O Museu Quinta das Cruzes possui um retrato, que pode de certa forma enquadrar-se no mesmo quadro cronológico, representando D. Francisco de Moura Corte Real, 3º marquês de Castelo Rodrigo, atribuído ao pintor François Duchastel. Essa pintura, apesar da sua escala e do enquadramento áulico e de uma simbólica representativa de poder, com a sua armadura e bastão de comando, também apresenta o retratado a três quartos, com o mesmo tipo de penteado e a mesma profundidade retratista. O retrato do 3º marquês de Castelo Rodrigo deve ter sido realizado entre 1664-1668, quando o retratado foi governador dos Países Baixos Espanhóis. François Duchastel, nascido em Bruxelas em 1616, foi aluno de David Teniers, o Novo, e trabalhou no atelier de Adam van der Meulen, em Paris.

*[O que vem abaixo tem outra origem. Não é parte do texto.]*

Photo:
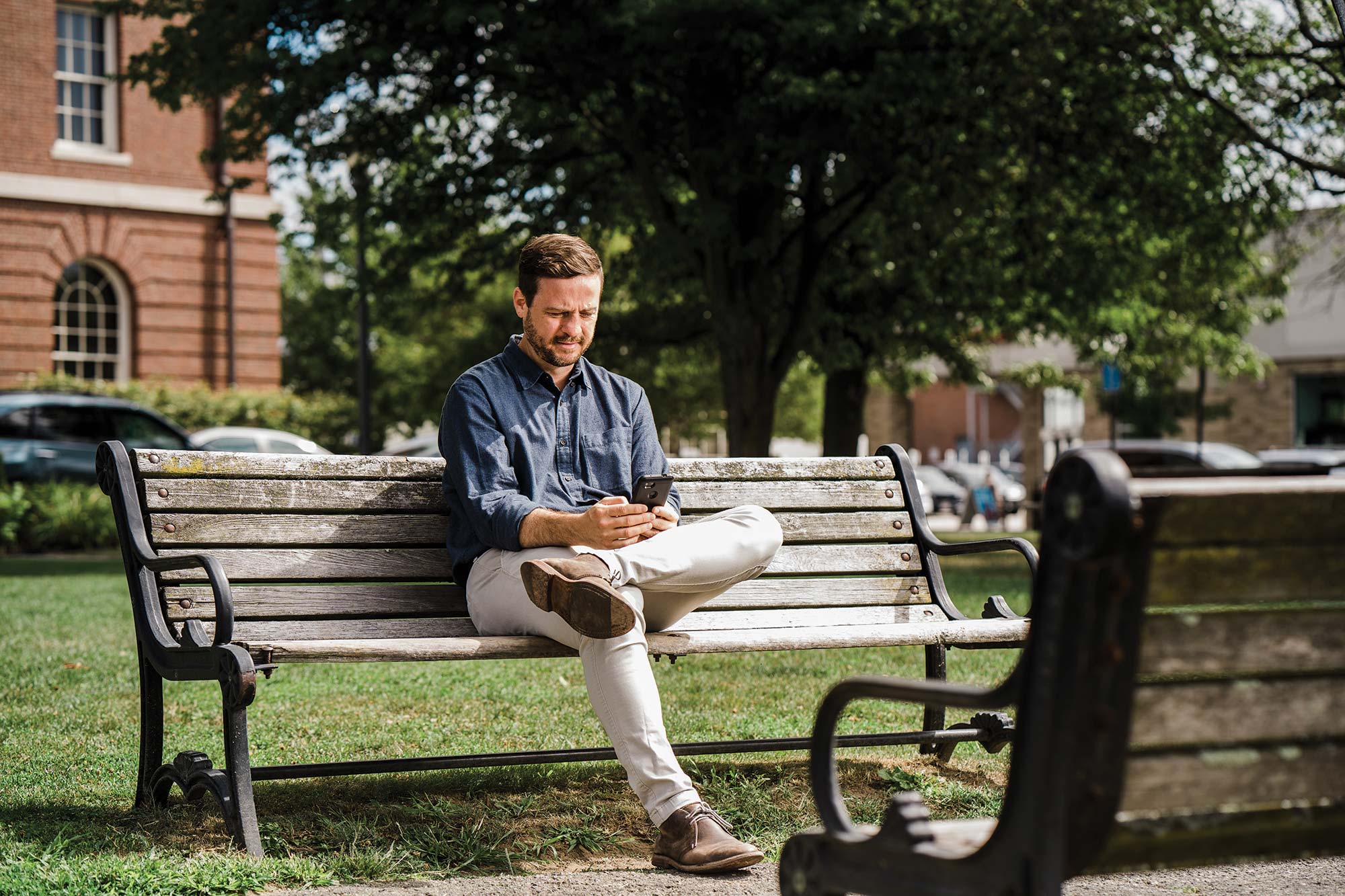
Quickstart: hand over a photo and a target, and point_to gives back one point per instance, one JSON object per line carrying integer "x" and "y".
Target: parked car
{"x": 418, "y": 447}
{"x": 946, "y": 494}
{"x": 56, "y": 435}
{"x": 1172, "y": 458}
{"x": 1328, "y": 460}
{"x": 274, "y": 442}
{"x": 969, "y": 475}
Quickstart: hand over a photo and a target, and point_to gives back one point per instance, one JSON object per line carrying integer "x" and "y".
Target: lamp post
{"x": 360, "y": 182}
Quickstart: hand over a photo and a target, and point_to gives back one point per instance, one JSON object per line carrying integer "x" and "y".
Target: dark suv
{"x": 56, "y": 436}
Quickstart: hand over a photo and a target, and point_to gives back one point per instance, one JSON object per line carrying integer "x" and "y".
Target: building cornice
{"x": 112, "y": 194}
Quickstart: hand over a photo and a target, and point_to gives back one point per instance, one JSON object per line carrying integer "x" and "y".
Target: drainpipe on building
{"x": 223, "y": 184}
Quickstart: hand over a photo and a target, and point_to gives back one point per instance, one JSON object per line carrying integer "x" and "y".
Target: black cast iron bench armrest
{"x": 827, "y": 787}
{"x": 116, "y": 479}
{"x": 930, "y": 542}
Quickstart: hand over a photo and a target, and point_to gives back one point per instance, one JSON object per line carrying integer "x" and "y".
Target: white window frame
{"x": 108, "y": 151}
{"x": 122, "y": 296}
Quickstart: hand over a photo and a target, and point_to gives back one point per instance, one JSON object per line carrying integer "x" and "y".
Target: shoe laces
{"x": 705, "y": 811}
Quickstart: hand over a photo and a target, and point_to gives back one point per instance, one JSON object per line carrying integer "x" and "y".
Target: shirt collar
{"x": 527, "y": 372}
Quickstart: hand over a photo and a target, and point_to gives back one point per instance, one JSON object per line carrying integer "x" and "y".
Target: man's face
{"x": 559, "y": 326}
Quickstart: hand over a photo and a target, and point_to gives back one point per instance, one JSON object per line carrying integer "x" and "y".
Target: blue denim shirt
{"x": 514, "y": 443}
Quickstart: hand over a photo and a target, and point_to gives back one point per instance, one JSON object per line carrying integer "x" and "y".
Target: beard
{"x": 549, "y": 350}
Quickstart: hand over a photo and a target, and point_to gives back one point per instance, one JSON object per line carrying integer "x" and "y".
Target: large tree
{"x": 766, "y": 158}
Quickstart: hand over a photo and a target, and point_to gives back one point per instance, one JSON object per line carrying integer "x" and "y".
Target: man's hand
{"x": 614, "y": 522}
{"x": 665, "y": 518}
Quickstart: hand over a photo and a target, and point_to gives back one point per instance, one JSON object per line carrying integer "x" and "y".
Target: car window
{"x": 15, "y": 424}
{"x": 143, "y": 431}
{"x": 63, "y": 423}
{"x": 286, "y": 447}
{"x": 232, "y": 443}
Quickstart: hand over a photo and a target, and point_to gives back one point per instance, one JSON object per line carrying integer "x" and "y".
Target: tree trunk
{"x": 843, "y": 415}
{"x": 750, "y": 395}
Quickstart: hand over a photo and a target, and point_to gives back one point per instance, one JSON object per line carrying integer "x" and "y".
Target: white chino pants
{"x": 664, "y": 577}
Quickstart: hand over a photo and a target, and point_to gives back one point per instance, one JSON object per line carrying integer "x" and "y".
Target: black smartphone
{"x": 652, "y": 491}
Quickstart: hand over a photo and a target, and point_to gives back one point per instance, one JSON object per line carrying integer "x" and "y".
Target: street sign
{"x": 1110, "y": 378}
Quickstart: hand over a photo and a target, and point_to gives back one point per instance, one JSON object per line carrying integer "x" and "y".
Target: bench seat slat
{"x": 1238, "y": 712}
{"x": 463, "y": 627}
{"x": 673, "y": 643}
{"x": 1243, "y": 642}
{"x": 369, "y": 530}
{"x": 354, "y": 564}
{"x": 428, "y": 497}
{"x": 302, "y": 602}
{"x": 1247, "y": 573}
{"x": 1242, "y": 775}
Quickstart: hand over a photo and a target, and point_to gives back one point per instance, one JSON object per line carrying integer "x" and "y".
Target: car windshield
{"x": 1222, "y": 456}
{"x": 935, "y": 478}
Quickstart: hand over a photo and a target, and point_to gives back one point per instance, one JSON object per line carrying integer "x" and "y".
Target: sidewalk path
{"x": 1319, "y": 876}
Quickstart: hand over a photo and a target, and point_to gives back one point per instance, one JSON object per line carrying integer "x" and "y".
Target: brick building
{"x": 114, "y": 261}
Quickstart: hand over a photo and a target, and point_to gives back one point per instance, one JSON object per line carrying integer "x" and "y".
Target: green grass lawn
{"x": 69, "y": 724}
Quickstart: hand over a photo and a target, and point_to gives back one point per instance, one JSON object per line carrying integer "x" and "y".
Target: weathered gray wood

Na tradição flamenga do retrato no século XVII, refira-se a figura, por exemplo, de Gonzales Coques (1614-1684), nascido em Antuérpia, ou Frans Franken e Gaspar de Witte, ou mesmo a figura de Frans Wouters, grande apreciador da tradição do retrato, posta em Inglaterra por Anthony van Dick.
Em França, um gosto do retrato de grande densidade psicológica, na sequência da tradição holandesa e flamenga, desenvolve-se particularmente junto de figuras como Robert Nanteuil, Simon Vouet, Philippe de Champaigne, Charles Lebrun e Pierre Mignard.

A pintura agora apresentada no Museu Quinta das Cruzes, constitui uma oportunidade de nos confrontarmos diretamente com este exercício, que sempre foi a ideia do retrato: captar para a eternidade o melhor de nós próprios.

Curioso é notar, que uma secura de meios e elementos diferenciadores ou enriquecedores da dispersão visual, na pintura em causa, fazem lembrar uma progressiva concentração e alienação de meios visuais no fim da obra de Phillippe de Chanpaigne, convertido ao Jansenismo, e muito marcado pela concentração na transparência da alma e na dimensão espiritual da representação, mais do que a acumulação de elementos diferenciadores.

Este retrato de desconhecido poderá, num estudo mais profundo, vir a desvendar a sua autoria e o nome do retratado.